Durante o depoimento à CPI (Comissão Parlamentar de Inquérito) do Crime Organizado, o fundador da Esh Capital, Vladimir Timerman, afirmou, nesta quarta-feira (18), que Daniel Vorcaro seria, na prática, apenas o “rosto” do banco.
Na visão dele, o fundador do Banco Master, Daniel Vorcaro, seria apenas um “pau mandado” de um nome oculto da empresa. E o empresário Nelson Tanure estaria entre os verdadeiros centros de decisão. “É uma das cabeças, talvez a mais alta da hierarquia”, disse.
Conforme o gestor, Vorcaro teria sido colocado para representar o banco publicamente e fazer articulações, enquanto decisões estratégicas ocorreriam nos bastidores.
Quem é apontado como “sócio oculto” de Vorcaro
O nome de Nelson Tanure não surgiu apenas no depoimento. Investigadores já o tratam como possível sócio oculto do Banco Master.
Um documento da Procuradoria da República de São Paulo descreve o investidor como beneficiário final de estruturas financeiras ligadas ao banco, com influência exercida por meio de fundos e empresas interligadas.
O histórico do investidor citado
O empresário cosntruiu sua reputação no mercado ao apostar em empresas que atravessam momentos delicados. A sua estratégia costuma seguir um padrão, ele adquire participações quando os ativos estão desvalorizados e, a partir daí, pressiona por mudanças na gestão.

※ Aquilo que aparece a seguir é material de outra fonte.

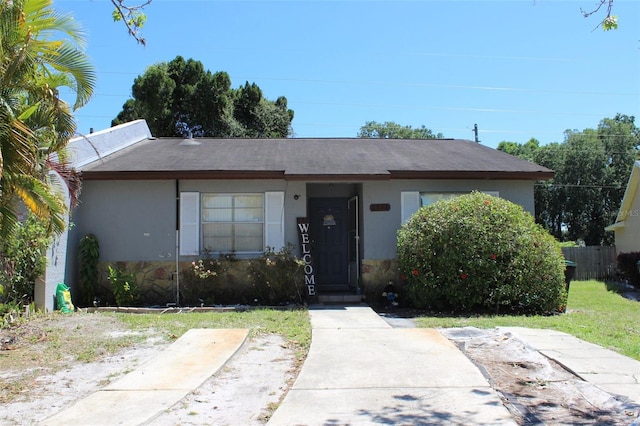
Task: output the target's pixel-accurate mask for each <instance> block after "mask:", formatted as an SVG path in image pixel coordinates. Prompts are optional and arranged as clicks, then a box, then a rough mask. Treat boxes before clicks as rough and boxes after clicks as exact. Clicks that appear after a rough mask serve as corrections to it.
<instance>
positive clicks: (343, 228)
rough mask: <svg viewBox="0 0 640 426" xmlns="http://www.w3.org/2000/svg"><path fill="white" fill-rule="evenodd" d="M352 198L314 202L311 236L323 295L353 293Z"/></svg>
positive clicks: (315, 201) (309, 206) (314, 262)
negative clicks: (330, 292)
mask: <svg viewBox="0 0 640 426" xmlns="http://www.w3.org/2000/svg"><path fill="white" fill-rule="evenodd" d="M348 202H349V199H348V198H311V199H310V200H309V221H310V226H309V234H310V237H311V240H312V246H311V247H312V250H313V264H314V272H315V278H316V285H317V288H318V291H319V292H327V291H347V290H348V289H349V244H348V237H349V216H348Z"/></svg>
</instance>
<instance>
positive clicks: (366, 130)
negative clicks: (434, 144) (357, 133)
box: [358, 121, 444, 139]
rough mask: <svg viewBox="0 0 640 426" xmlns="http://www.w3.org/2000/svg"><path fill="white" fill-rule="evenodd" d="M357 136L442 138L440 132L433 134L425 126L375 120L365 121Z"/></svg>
mask: <svg viewBox="0 0 640 426" xmlns="http://www.w3.org/2000/svg"><path fill="white" fill-rule="evenodd" d="M358 137H359V138H381V139H443V138H444V136H443V135H442V133H438V134H437V135H436V134H434V133H433V132H432V131H431V129H427V128H426V127H425V126H420V127H418V128H415V129H414V128H413V127H411V126H402V125H400V124H398V123H394V122H393V121H385V122H384V123H378V122H377V121H367V122H366V123H365V125H364V126H362V127H361V128H360V131H358Z"/></svg>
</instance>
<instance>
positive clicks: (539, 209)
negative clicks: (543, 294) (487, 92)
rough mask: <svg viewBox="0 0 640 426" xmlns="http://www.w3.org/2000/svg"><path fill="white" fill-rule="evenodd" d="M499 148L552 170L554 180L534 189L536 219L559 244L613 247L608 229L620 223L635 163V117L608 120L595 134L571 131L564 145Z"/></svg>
mask: <svg viewBox="0 0 640 426" xmlns="http://www.w3.org/2000/svg"><path fill="white" fill-rule="evenodd" d="M498 149H499V150H502V151H505V152H507V153H509V154H512V155H516V156H518V157H521V158H524V159H526V160H529V161H532V162H535V163H537V164H540V165H542V166H545V167H548V168H550V169H552V170H554V171H555V172H556V174H555V177H554V178H553V179H551V180H548V181H541V182H538V183H537V184H536V187H535V208H536V220H537V221H538V222H539V223H541V224H542V225H543V226H545V227H546V228H547V229H548V230H549V231H550V232H551V233H552V234H553V235H554V236H555V237H557V238H558V239H560V240H583V241H584V242H585V244H587V245H600V244H609V243H612V235H610V234H607V233H606V232H605V230H604V228H605V227H606V226H608V225H611V224H612V223H613V222H614V221H615V218H616V215H617V212H618V209H619V208H620V203H621V201H622V197H623V196H624V191H625V188H626V183H627V181H628V179H629V174H630V173H631V168H632V166H633V163H634V161H635V160H637V159H638V158H640V150H639V149H640V129H639V128H638V127H637V126H636V125H635V123H634V117H632V116H626V115H622V114H618V115H616V116H615V117H614V118H605V119H603V120H602V121H600V123H599V124H598V127H597V129H585V130H583V131H581V132H579V131H575V130H567V131H566V132H565V140H564V141H563V142H562V143H551V144H548V145H542V146H541V145H540V144H539V142H538V141H537V140H535V139H531V140H529V141H528V142H526V143H524V144H518V143H515V142H501V143H500V144H499V145H498Z"/></svg>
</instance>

Essa atuação já apareceu em diferentes setores. No ramo de telecomunicações, por exemplo, esteve ligado a movimentos envolvendo Oi e Telemar. Na construção civil, passou pela Gafisa. Também teve presença no setor de mídia, com o Jornal do Brasil e a Gazeta Mercantil.
CPI do Crime Organizado amplia investigação e convoca novos depoentes no caso Master
A CPI do Crime Organizado ampliou o foco das investigações nesta quarta-feira (18) ao aprovar a convocação de novos depoentes ligados ao caso do Banco Master.
Além da modelo e influenciadora Martha Graeff, ex-noiva do banqueiro Daniel Vorcaro, outros sete nomes foram chamados para prestar esclarecimentos.
Um pedido para ouvir o presidente do PL, Valdemar Costa Neto, chegou a ser analisado, mas acabou rejeitado. Já a convocação de uma ex-assessora de Michelle Bolsonaro foi retirada de pauta após questionamentos sobre a fundamentação do requerimento.
No caso de Martha Graeff, a CPI considera que ela pode ajudar a esclarecer pontos relevantes da investigação, já que teria sido interlocutora frequente de Vorcaro durante o período analisado. Conversas obtidas pela Polícia Federal indicam que o banqueiro compartilhava com ela informações sobre encontros e movimentações envolvendo figuras públicas.
Com a convocação aprovada, o depoimento passa a ser obrigatório, embora ainda exista a possibilidade de questionamento no STF (Superior Tribunal Federal).